# Learning to Play Pong

This notebook uses mushroomrl (https://mushroomrl.readthedocs.io/en/latest/index.html) and the Pong class to run an experiment to learn to play a simplified version of Pong.

The simplified Pong consists of a ball bouncing in a 2-D box (no gravity). The left, right and top sides of the box are present and reflect the ball if it hits them, but the bottom side of the box is missing. If the ball moves toward the bottom of the box, the agent has to move a short paddle along the bottom of the box to reflect the ball, otherwise the ball falls out of the box and the game is lost. When not being used to reflect the ball, the paddle should return to the bottom left.

Originally I was planning to use manim to visualise the experiments, but mushroomrl has as a utilitiy that uses pygame to visualise experiment runs so I decided try that instead. The original mushroomrl code had a bug which caused the visualisation to hang, so a corrected version is included in pong.py. The window in which the visualisation runs often appears behind other windows, so you might need to look for it!

In [1]:
%load_ext autoreload
%autoreload 2

#Import all the things

import numpy as np
import random
from sklearn.ensemble import ExtraTreesRegressor

from mushroom_rl.algorithms.value import FQI
from mushroom_rl.core import Core
from mushroom_rl.policy import EpsGreedy
from mushroom_rl.utils.dataset import compute_J
from mushroom_rl.utils.parameters import Parameter

from pong import Pong

We begin by assigning the Markov Decision Process (MDP), which defines how the agent will move in the environment according to a given action.

In [2]:
mdp = Pong()

Now we define the agent.

- First we create the policy to be followed by the agent. Here we use a greedy algorithm, with `epsilon = 1`.

- Next, the policy approximator and its required paramaters iare created; here we use the `ExtraTreesRegressor` class of scikit-learn. 
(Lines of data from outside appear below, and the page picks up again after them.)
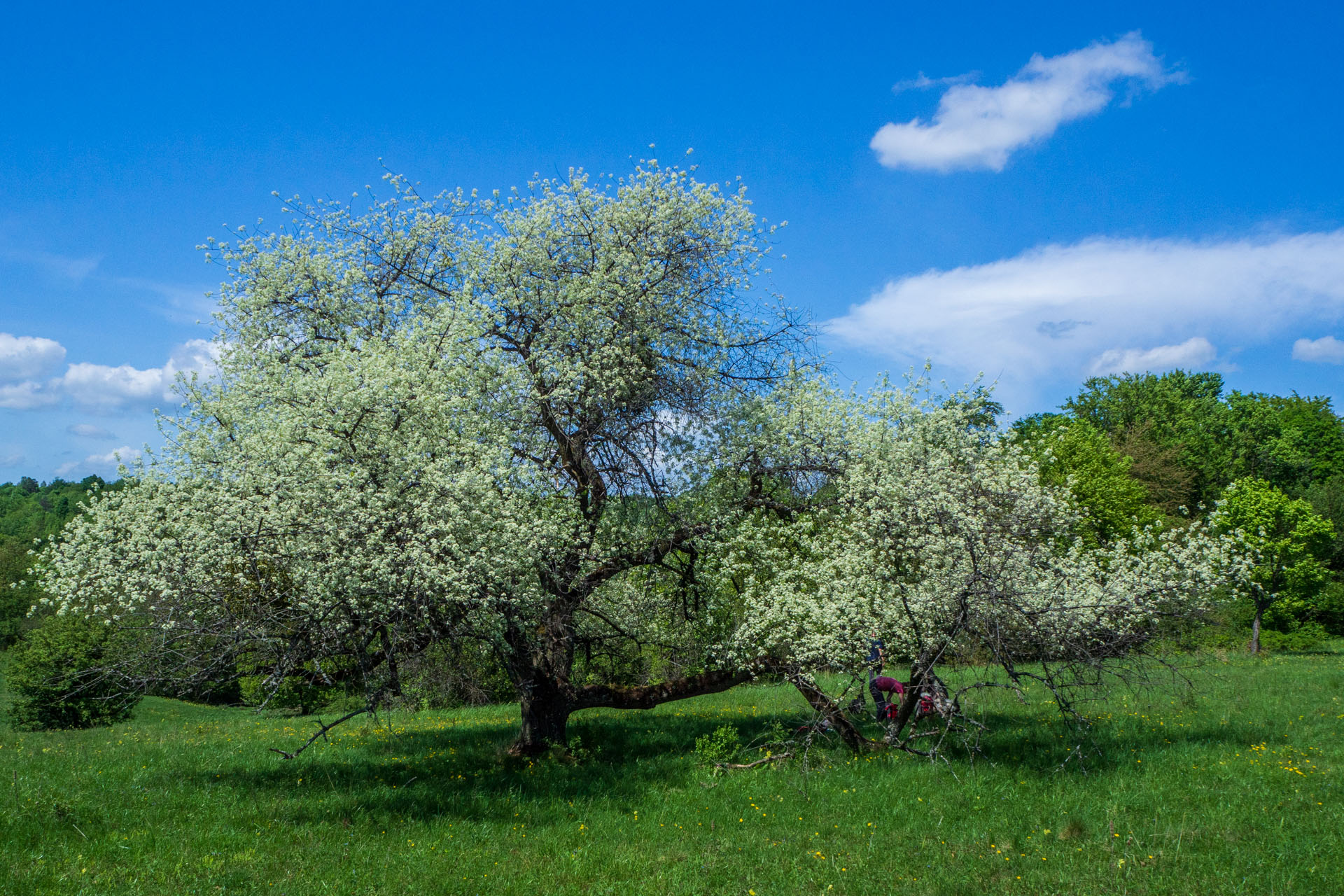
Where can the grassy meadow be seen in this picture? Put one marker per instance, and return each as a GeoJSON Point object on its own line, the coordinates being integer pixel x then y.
{"type": "Point", "coordinates": [1236, 790]}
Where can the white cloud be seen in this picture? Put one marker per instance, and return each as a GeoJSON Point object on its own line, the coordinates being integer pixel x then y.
{"type": "Point", "coordinates": [1073, 309]}
{"type": "Point", "coordinates": [23, 358]}
{"type": "Point", "coordinates": [106, 387]}
{"type": "Point", "coordinates": [1194, 352]}
{"type": "Point", "coordinates": [89, 431]}
{"type": "Point", "coordinates": [979, 127]}
{"type": "Point", "coordinates": [102, 387]}
{"type": "Point", "coordinates": [1326, 349]}
{"type": "Point", "coordinates": [26, 397]}
{"type": "Point", "coordinates": [101, 463]}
- Finally the agent is created calling the algorithm class and providing the approximator and the policy, together with parameters used by the algorithm. Here we use Fitted Q-iteration (FQI).

In [3]:
# Define the agent

# Policy
epsilon = Parameter(value=1.)
pi = EpsGreedy(epsilon=epsilon)

# Approximator
approximator_params = dict(input_shape=mdp.info.observation_space.shape,
                           n_actions=mdp.info.action_space.n,
                           n_estimators=50,
                           min_samples_split=5,
                           min_samples_leaf=2)
approximator = ExtraTreesRegressor

# Agent
agent = FQI(mdp.info, pi, approximator, n_iterations=20,
            approximator_params=approximator_params)

Next we call the `core` module, which contains the function to learn in the MDP and evaluate the learned policy

In [4]:
core = Core(agent, mdp)

Now we're ready to learn! Here we train the agent. The agent’s policy is fitted after 400 random game samples have been collected, and this process is repeated 400 times. 400 * 400 was the smallest integration time that yielded good learning for this problem.

In [5]:
core.learn(n_episodes=400, n_episodes_per_fit=400)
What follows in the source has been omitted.